Yesterday, after the kids’ performance, the audience was invited to ask questions or make comments. The questions were dense and used sophisticated language – we really are very ignorant – but one raised a pertinent point for me about survival.
An audience member respectfully asked about the place of religion/faith in the journeys of the refugees. The kids predominantly fled from Iraq and Syria, the world’s hotspots, through secondary places like Jordan. The kids identify predominantly as either Muslim or Christian.
They responded that their faith is irrelevant in the friendships that they have built together, and has been instrumental to their survival.
Their faith enabled hope to flame in very hope-less situations. That hope enabled them to keep moving forward and to keep fighting for freedom.
Often in the mainstream media, refugees are depicted as manipulative and cunning tricksters who know how wonderful Australia is, and plot to come here because they don’t want to be in their place of birth; they want to pillage what we have. Achmed (not sure about spelling), an outgoing 19 year old, here for less than a year, fled Syria with his family and said, along the lines of, he is grateful to be in Australia, to be safe and to be free, but if his village hadn’t been razed he would love to still be in Syria. And I get this.
No one wants to leave their homeland behind when all is safe, never to return, never to see it again. Even when I travel, my home is Australia, as much as I feel at home in many other countries. If I was in a situation where I had to flee my homeland to stay alive, never to return and never to see the many people I love, I would be devastated. When this departure is a choice, the impact is different.

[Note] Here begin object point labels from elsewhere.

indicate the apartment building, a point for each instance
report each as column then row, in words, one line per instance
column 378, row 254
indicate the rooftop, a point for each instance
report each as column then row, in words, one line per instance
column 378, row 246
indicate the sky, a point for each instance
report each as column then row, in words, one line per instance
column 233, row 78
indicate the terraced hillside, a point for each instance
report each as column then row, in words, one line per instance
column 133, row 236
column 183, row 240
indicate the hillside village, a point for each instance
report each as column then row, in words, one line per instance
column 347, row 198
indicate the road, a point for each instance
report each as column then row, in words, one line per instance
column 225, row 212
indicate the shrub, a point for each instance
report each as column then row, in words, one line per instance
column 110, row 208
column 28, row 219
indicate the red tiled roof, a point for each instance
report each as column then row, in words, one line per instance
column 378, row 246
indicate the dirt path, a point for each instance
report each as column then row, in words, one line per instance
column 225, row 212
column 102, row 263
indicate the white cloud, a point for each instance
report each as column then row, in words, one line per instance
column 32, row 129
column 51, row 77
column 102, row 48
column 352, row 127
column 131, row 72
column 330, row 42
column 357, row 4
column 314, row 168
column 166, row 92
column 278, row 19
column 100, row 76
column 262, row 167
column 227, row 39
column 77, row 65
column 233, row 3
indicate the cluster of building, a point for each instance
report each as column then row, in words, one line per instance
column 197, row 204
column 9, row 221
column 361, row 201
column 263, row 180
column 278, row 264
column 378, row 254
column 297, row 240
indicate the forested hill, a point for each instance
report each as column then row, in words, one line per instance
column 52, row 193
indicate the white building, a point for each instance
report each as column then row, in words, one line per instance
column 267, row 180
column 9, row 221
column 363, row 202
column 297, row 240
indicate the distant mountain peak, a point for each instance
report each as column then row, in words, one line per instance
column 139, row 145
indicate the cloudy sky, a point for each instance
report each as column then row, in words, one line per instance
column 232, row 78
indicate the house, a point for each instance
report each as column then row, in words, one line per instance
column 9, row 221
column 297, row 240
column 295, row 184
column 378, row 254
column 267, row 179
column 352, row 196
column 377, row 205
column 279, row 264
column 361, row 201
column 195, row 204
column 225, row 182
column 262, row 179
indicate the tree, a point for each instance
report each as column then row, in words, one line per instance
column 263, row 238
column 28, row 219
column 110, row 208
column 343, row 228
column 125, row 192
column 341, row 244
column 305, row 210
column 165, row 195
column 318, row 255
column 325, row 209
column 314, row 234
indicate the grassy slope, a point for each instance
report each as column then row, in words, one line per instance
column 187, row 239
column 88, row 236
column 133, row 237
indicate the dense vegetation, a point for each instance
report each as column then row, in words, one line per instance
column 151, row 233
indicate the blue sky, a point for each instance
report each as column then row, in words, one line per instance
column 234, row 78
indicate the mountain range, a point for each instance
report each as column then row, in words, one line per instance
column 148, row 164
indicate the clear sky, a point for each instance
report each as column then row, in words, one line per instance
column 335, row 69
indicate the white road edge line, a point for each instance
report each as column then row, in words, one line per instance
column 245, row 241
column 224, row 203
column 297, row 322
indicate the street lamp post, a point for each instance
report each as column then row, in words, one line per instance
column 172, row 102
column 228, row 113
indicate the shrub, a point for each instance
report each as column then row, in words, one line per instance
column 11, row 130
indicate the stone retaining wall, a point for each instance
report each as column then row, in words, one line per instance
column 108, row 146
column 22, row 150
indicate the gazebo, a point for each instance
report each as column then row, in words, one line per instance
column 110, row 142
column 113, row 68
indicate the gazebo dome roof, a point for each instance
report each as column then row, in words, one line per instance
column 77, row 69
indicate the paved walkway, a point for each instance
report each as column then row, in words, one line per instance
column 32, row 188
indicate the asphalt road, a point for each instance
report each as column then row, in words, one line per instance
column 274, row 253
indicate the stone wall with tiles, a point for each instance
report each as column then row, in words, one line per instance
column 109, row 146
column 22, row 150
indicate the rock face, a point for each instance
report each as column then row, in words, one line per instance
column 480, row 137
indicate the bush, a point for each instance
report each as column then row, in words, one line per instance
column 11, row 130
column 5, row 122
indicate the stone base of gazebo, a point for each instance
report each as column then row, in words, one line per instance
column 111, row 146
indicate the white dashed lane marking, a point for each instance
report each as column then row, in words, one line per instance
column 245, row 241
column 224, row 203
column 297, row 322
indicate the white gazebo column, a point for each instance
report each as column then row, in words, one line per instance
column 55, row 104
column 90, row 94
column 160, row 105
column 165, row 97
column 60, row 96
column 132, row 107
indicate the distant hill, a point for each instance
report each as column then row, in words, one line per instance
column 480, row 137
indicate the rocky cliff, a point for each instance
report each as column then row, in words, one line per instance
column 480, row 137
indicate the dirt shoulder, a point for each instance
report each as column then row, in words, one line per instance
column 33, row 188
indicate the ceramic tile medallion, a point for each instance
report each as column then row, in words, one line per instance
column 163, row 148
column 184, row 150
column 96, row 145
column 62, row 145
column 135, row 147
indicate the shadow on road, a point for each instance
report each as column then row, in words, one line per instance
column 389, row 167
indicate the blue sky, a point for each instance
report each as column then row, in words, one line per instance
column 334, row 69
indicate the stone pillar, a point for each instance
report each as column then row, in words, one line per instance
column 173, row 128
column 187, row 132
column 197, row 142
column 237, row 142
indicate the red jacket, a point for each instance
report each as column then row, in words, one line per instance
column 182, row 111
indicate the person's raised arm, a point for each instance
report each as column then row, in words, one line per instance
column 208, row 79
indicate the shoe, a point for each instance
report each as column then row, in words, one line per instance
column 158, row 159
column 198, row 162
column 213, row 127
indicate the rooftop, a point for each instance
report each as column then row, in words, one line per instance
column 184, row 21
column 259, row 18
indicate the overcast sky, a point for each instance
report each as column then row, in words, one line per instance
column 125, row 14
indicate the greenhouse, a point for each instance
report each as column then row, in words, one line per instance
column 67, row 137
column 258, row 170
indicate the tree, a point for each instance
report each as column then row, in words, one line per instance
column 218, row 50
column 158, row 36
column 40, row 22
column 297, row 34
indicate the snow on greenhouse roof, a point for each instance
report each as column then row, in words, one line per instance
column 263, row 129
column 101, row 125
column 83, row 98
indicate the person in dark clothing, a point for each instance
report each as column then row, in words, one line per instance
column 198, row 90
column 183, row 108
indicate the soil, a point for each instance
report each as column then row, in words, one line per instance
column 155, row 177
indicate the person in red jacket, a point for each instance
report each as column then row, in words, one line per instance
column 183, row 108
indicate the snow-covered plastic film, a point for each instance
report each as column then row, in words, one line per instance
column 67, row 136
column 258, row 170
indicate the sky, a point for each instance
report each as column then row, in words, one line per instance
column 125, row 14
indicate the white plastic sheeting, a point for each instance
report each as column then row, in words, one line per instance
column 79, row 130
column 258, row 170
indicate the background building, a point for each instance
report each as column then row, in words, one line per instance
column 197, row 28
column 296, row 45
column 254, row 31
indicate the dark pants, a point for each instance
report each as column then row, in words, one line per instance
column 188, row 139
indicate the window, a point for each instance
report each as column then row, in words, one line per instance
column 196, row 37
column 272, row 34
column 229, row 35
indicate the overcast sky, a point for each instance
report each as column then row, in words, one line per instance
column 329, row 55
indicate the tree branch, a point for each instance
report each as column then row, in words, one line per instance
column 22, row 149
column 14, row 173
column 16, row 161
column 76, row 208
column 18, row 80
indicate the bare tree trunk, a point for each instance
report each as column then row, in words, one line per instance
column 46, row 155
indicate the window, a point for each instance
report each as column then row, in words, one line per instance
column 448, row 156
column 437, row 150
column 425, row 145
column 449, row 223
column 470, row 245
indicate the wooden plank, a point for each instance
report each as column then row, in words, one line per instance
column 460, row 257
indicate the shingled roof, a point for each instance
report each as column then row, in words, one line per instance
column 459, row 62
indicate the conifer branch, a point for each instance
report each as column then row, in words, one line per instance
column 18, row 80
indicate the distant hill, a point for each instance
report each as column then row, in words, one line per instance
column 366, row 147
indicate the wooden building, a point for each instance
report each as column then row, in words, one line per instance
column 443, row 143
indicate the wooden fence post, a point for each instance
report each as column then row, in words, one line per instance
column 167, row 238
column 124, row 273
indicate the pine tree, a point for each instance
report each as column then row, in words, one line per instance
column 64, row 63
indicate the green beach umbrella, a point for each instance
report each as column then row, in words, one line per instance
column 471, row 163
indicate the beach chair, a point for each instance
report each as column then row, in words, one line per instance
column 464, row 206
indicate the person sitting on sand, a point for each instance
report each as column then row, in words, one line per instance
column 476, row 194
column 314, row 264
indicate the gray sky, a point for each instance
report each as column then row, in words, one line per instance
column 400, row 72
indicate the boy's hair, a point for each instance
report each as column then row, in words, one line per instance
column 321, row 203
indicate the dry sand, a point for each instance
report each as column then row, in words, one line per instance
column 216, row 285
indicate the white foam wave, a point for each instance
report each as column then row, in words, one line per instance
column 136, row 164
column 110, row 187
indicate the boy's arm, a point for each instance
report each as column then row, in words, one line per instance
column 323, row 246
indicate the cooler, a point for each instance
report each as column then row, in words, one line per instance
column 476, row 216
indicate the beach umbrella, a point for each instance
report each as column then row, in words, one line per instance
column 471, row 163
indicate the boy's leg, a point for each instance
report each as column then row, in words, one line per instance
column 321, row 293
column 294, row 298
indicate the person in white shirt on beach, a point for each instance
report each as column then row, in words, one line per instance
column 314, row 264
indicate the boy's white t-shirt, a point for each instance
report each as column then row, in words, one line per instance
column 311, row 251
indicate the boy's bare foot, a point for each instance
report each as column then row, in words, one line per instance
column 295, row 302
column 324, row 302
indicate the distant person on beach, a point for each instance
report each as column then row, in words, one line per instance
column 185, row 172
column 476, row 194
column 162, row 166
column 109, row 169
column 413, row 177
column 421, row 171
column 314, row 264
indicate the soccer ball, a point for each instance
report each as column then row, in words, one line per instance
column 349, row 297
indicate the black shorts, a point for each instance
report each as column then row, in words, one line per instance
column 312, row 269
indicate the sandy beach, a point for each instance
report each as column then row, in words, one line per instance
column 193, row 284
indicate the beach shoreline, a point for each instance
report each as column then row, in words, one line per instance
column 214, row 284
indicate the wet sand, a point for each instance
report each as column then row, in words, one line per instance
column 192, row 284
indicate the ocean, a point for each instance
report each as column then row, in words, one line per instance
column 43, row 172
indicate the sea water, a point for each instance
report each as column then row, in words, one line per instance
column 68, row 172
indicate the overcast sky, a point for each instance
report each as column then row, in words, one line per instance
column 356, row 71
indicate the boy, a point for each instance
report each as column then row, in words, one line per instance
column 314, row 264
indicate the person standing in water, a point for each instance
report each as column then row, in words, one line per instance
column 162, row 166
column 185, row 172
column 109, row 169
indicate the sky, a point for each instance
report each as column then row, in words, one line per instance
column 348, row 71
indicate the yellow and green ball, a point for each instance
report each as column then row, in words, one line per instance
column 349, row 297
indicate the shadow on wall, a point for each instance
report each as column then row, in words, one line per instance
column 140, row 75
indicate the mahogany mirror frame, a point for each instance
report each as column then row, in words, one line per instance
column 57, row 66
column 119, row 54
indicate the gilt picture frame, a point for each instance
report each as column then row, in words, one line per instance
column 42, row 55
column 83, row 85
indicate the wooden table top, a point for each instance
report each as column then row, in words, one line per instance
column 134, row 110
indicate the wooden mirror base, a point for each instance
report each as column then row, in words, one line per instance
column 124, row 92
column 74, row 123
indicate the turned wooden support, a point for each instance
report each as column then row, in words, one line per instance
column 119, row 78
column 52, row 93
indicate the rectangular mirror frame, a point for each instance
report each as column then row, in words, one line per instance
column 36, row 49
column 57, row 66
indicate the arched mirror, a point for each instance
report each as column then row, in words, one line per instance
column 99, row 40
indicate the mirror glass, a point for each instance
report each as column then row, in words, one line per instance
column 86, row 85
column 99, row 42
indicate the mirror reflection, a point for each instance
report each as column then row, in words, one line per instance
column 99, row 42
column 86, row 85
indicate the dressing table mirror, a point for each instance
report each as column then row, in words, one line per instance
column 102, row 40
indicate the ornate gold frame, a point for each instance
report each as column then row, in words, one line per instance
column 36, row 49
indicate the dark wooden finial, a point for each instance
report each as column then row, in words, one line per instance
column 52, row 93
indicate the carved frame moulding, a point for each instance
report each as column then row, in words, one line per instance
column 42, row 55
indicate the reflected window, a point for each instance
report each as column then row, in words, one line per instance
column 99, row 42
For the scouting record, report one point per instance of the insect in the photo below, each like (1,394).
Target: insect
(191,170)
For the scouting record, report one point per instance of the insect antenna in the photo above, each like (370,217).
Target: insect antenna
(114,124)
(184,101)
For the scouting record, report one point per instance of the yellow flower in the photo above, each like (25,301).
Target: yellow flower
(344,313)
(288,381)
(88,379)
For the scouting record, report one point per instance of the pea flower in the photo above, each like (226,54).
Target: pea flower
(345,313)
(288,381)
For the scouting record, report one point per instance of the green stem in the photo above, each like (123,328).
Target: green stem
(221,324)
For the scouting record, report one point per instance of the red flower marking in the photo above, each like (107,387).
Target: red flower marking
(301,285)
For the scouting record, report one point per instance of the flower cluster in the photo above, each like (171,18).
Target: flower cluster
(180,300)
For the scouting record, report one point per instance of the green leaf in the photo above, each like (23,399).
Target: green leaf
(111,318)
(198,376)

Further to that, and back to the point I started making (obviously still processing – significant too that we saw it on the day that Paris was attacked), I often in recent times have suggested that our youth are not resilient. They suffer in their lives, and become drowned and suffocated by their suffering. They don’t know how to move forward, how to survive.
I wonder if that is due to a lack of faith … in anything.
I am not a Christian, and have never been. I am religious though. I only found a name for my religion in my early twenties but I had been practicing my entire life. One of my earliest memories is sitting on the back verandah of the flat my parents lived in on Petersham Road in Marrickville, talking to the moon. I’m sure my memory is idealised; I was only three, and the flat and world seemed so big around me, yet the moon was so close. As my childhood progressed I would often talk to the higher beings, and these conversations, as well as the faith that there was more, sustained me.
Similarly, these refugees have survived.
Is our society disconnecting at the most basic level because many individuals have no faith?
I do believe that this disconnection creates the opportunity for extremists to recruit. After all, we all want to belong somewhere and to something. I’m not saying that dogmatic, often hypocritical, organized forms of religion are the way to go. I’m suggesting that maybe faith permits us a path to follow or a hand to hold in bad times; an awareness of something greater or bigger than ourselves.
And maybe, just maybe, that’s where we have collectively let our kids down. Decadence and capitalism do not offer that hope.